Veronica Galvin at the Texas Health Science Center in San Antonio says she successfully curbed symptoms of Alzheimer's in mice using the drug. A second group, working at the same center, did the same thing using another mouse model for Alzheimer's.

Sounds great. But wait, there's more. This comes a year after Nature published a study showing mice fed rapamycin late in life actually lived longer.

Back then The Wall Street Journal ran an interesting piece noting that the compound was first found on Easter Island, secreted by bacteria seeking to fend off rivals. It said the compound was closely related to some cancer drugs then going through testing. (It's also being looked at in Huntington's Disease.)

There is enormous speculation about how this can be true. One theory published in Time is that it actually mimics the calorie-restricted diet some now advertise as a life-extender, increasing cellular efficiency.

Now before the old druggie in you starts looking for a connection to fix you up with some of this stuff, wait.

Rapamycin is one of a class of drugs called mTOR inhibitors, which drug companies have long pushed for late stage cancers. Its maker, Pfizer, trails rivals Novartis and Roche in testing these drugs on cancer, which may have led to its testing for other things. (Pfizer's brand name for it is Rapamune.)

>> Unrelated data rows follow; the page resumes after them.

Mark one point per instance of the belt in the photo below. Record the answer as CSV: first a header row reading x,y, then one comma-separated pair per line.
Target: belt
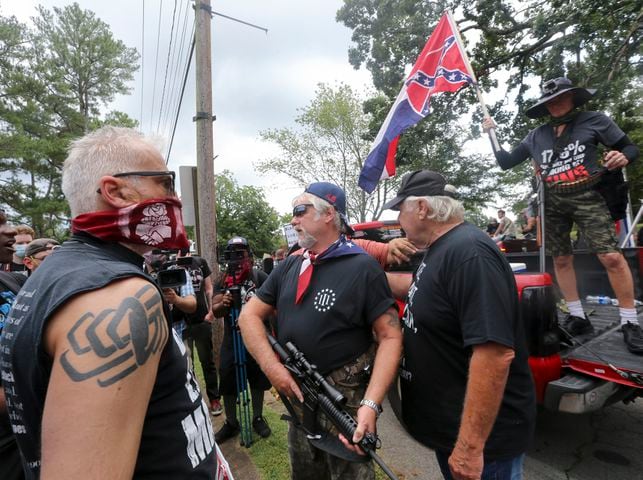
x,y
581,185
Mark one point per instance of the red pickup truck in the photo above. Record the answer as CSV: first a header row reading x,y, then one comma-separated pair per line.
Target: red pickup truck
x,y
575,375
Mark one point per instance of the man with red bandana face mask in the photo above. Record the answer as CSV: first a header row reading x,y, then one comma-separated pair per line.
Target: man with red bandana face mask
x,y
243,275
97,383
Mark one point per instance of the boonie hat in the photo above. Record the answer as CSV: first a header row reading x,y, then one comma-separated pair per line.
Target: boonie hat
x,y
421,183
333,195
40,245
552,89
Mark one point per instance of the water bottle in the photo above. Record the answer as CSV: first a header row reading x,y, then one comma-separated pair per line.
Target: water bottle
x,y
599,299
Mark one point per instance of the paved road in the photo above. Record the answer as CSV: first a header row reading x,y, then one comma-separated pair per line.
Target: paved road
x,y
607,445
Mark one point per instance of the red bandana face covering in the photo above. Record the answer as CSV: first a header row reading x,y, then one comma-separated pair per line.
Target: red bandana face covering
x,y
156,222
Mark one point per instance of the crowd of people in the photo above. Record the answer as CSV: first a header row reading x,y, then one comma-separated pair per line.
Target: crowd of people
x,y
98,333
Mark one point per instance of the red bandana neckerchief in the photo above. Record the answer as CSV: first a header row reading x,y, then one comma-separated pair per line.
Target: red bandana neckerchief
x,y
156,222
339,248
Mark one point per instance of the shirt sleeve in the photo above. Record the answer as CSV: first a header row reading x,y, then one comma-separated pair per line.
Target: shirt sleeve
x,y
379,297
269,290
377,250
608,132
484,294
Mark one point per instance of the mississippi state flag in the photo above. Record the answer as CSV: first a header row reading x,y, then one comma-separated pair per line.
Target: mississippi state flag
x,y
441,67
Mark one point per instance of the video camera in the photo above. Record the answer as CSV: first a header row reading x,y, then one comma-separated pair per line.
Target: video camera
x,y
170,273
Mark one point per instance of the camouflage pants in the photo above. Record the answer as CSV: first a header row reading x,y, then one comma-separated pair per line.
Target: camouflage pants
x,y
310,463
588,210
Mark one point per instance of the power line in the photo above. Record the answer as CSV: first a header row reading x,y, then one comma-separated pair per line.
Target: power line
x,y
158,38
167,66
176,105
142,67
175,73
178,110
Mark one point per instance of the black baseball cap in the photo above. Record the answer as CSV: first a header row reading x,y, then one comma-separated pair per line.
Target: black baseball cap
x,y
421,183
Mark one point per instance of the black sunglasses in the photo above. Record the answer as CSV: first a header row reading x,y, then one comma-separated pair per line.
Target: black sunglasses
x,y
154,173
300,210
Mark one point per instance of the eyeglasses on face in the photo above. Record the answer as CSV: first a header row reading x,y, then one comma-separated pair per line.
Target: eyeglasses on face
x,y
169,183
300,209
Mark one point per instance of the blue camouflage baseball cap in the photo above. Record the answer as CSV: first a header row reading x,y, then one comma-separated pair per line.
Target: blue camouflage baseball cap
x,y
333,195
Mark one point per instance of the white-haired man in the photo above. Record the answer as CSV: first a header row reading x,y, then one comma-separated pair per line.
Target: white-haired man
x,y
466,387
97,384
332,301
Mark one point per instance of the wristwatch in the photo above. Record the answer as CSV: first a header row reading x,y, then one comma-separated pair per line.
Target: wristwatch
x,y
371,404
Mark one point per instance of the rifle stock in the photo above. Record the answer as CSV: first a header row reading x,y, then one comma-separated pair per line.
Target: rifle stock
x,y
317,391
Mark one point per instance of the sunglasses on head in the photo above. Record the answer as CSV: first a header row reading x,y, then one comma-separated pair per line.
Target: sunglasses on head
x,y
301,209
170,183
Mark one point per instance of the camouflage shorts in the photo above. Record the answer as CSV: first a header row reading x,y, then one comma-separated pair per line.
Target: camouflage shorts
x,y
588,210
309,463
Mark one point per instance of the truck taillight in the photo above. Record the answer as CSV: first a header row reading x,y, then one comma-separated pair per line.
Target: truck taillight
x,y
539,316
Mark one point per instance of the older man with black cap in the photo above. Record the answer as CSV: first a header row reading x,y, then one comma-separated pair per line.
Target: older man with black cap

This sort of thing happens with drugs. Much of the time, initial excitement turns to disappointment, sometimes when studies on rodents don't play out on people, sometimes when side-effects are found, sometimes not until the drug is on the market and it gets its real test.

This is a drug that was originally thought to be an anti-fungal agent, then used on drug-coated stents. Now it's supposed to cure cancer, prevent Alzheimer's and extend your life by as much as 15 years?

Extraordinary claims. Wait for extraordinary proof.